Reputation: 3297
I am developing rails app with sunspot Solr search engine and I'm in need of indexing phone numbers in Solr 4.1.
For example, if I have phone number "+12 (456) 789-0101", my page should be founded by queries:
.......(456) 789......... (middle part of phone in correct format)
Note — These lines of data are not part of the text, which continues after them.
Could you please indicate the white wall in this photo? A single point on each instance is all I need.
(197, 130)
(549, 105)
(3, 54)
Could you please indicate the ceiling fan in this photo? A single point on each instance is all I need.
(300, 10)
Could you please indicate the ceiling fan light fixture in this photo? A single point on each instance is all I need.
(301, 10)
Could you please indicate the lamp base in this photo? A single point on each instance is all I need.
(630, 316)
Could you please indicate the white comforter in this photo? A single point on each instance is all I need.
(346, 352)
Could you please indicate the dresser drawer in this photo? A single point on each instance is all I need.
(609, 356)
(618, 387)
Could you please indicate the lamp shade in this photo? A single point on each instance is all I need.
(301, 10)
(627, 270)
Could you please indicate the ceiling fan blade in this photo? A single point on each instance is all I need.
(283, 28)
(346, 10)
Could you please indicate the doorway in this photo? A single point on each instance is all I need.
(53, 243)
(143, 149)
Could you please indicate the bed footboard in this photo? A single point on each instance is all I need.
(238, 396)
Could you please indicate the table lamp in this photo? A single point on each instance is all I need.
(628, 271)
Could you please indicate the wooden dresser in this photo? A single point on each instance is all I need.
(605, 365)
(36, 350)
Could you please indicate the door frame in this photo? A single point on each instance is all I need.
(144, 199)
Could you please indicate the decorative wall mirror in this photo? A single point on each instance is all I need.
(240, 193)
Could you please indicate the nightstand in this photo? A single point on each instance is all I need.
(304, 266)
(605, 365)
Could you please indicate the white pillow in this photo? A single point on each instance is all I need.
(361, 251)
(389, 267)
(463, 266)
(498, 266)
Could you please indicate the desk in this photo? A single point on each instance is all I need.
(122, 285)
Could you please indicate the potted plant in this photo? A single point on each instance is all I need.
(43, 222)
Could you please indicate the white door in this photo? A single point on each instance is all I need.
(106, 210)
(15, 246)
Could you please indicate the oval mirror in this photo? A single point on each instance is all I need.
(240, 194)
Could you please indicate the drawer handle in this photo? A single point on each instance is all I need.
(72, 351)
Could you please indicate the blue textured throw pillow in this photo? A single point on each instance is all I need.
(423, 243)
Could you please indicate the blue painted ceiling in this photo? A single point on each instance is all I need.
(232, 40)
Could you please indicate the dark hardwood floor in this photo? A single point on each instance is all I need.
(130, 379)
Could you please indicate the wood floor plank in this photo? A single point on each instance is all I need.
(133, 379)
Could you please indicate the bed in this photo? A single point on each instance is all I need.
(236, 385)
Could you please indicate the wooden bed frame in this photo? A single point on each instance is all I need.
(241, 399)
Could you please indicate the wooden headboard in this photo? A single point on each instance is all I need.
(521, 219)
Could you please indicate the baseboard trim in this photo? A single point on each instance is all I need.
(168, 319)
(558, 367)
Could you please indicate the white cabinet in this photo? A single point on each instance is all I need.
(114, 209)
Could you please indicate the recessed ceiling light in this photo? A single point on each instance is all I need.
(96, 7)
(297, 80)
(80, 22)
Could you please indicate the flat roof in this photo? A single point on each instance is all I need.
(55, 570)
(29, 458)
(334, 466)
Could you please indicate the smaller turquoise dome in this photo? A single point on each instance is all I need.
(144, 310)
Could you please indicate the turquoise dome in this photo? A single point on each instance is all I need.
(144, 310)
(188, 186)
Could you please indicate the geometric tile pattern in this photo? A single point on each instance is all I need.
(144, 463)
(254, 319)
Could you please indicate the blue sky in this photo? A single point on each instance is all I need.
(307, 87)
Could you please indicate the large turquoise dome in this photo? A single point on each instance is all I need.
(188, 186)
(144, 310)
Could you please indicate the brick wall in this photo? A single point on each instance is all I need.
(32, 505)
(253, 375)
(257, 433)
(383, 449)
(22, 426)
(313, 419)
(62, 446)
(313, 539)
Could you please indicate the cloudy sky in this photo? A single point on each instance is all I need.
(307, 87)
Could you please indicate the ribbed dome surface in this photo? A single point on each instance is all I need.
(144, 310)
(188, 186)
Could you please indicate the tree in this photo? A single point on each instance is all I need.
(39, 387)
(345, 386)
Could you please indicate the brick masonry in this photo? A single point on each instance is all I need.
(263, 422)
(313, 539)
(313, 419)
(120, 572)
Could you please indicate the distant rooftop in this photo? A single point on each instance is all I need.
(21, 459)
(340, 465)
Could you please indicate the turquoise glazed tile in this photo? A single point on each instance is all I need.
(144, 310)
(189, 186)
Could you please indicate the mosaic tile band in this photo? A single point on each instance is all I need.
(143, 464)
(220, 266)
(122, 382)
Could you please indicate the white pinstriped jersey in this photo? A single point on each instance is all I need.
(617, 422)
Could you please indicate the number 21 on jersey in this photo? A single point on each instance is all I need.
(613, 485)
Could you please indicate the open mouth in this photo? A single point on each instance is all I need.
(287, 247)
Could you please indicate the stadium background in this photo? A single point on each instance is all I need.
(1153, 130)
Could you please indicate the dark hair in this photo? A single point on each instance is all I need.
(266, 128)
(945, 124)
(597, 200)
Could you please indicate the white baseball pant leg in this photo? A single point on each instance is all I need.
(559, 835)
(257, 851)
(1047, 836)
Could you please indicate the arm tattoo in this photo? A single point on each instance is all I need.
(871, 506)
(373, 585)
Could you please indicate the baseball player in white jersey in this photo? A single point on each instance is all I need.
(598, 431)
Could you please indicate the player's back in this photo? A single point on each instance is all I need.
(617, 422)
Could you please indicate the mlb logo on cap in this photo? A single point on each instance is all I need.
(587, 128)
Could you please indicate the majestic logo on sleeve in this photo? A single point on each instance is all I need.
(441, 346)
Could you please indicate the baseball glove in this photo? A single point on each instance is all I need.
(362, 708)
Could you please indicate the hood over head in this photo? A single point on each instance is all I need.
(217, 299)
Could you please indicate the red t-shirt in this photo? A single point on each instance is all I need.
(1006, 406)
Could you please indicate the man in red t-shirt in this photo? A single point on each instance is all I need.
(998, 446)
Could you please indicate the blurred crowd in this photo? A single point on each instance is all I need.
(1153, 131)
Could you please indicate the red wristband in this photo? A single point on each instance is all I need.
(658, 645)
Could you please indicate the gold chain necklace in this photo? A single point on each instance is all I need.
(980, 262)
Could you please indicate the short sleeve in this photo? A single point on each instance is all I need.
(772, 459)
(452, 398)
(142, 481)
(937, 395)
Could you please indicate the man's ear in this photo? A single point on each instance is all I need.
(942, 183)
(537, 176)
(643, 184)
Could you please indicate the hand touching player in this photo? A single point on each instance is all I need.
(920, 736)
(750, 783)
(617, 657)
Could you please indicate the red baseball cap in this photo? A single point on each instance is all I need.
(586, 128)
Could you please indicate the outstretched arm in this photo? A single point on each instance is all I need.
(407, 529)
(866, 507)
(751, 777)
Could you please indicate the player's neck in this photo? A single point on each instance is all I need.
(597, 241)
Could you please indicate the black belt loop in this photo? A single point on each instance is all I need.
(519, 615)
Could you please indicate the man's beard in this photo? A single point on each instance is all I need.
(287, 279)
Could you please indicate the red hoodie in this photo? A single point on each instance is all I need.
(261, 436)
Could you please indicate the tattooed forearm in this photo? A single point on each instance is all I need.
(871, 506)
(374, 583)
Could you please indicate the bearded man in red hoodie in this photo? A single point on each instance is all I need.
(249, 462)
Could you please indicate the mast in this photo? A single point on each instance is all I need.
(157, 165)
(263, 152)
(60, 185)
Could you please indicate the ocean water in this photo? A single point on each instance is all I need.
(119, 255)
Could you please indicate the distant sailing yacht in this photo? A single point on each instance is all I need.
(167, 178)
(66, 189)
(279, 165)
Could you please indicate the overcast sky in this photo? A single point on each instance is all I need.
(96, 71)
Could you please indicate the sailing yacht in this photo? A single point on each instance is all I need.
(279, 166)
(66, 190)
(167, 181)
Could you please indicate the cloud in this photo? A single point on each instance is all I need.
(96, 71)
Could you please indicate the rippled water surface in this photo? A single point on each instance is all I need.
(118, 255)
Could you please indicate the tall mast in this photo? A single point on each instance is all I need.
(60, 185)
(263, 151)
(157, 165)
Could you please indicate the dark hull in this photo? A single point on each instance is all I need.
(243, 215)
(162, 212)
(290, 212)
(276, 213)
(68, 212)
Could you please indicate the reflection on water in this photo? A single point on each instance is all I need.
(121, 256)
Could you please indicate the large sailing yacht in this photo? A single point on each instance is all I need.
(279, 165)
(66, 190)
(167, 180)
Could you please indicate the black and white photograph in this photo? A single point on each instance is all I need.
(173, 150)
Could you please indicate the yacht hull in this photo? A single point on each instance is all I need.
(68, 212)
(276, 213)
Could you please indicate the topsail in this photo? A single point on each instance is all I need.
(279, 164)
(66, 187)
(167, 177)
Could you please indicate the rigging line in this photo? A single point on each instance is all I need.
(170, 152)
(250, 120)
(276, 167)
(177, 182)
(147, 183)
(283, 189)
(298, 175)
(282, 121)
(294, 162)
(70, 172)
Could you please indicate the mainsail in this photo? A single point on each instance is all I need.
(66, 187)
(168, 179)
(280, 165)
124567890101 (full phone with numbers only)
I know that I can use:
EdgeNGramFilterFactory
for splitting phone to NGrams (front and back)WordDelimiterFilterFactory
for catenate numbers and splitting phone for parts. So, what I have done:
Create new Solr field type in shema.xml
:
<fieldType name="phone_number" class="solr.TextField">
<analyzer type="index">
<tokenizer class="solr.StandardTokenizerFactory"/>
<filter class="solr.EdgeNGramFilterFactory" minGramSize="3" maxGramSize="20" side="front"/>
<filter class="solr.EdgeNGramFilterFactory" minGramSize="3" maxGramSize="20" side="back"/>
</analyzer>
</fieldType>
<dynamicField name="*_phone" stored="false" type="phone_number" multiValued="true" indexed="true"/>
Define searchable phone fields as '*_phone' type:
string :work_phone, :as => :work_phone, :stored => true do
work_phone.gsub(/\D/, '') if work_phone
end
string :mobile_phone, :as => :mobile_phone, :stored => true do
mobile_phone.gsub(/\D/, '') if mobile_phone
end
Run reindexing:
bundle exec rake sunspot:rebuild
But it does not work when reindexing finished, I can found results only searching wiht queries: "full phone" and "left part of phone". Search with "middle part of phone" and "right part of phone" doesn't give me any results.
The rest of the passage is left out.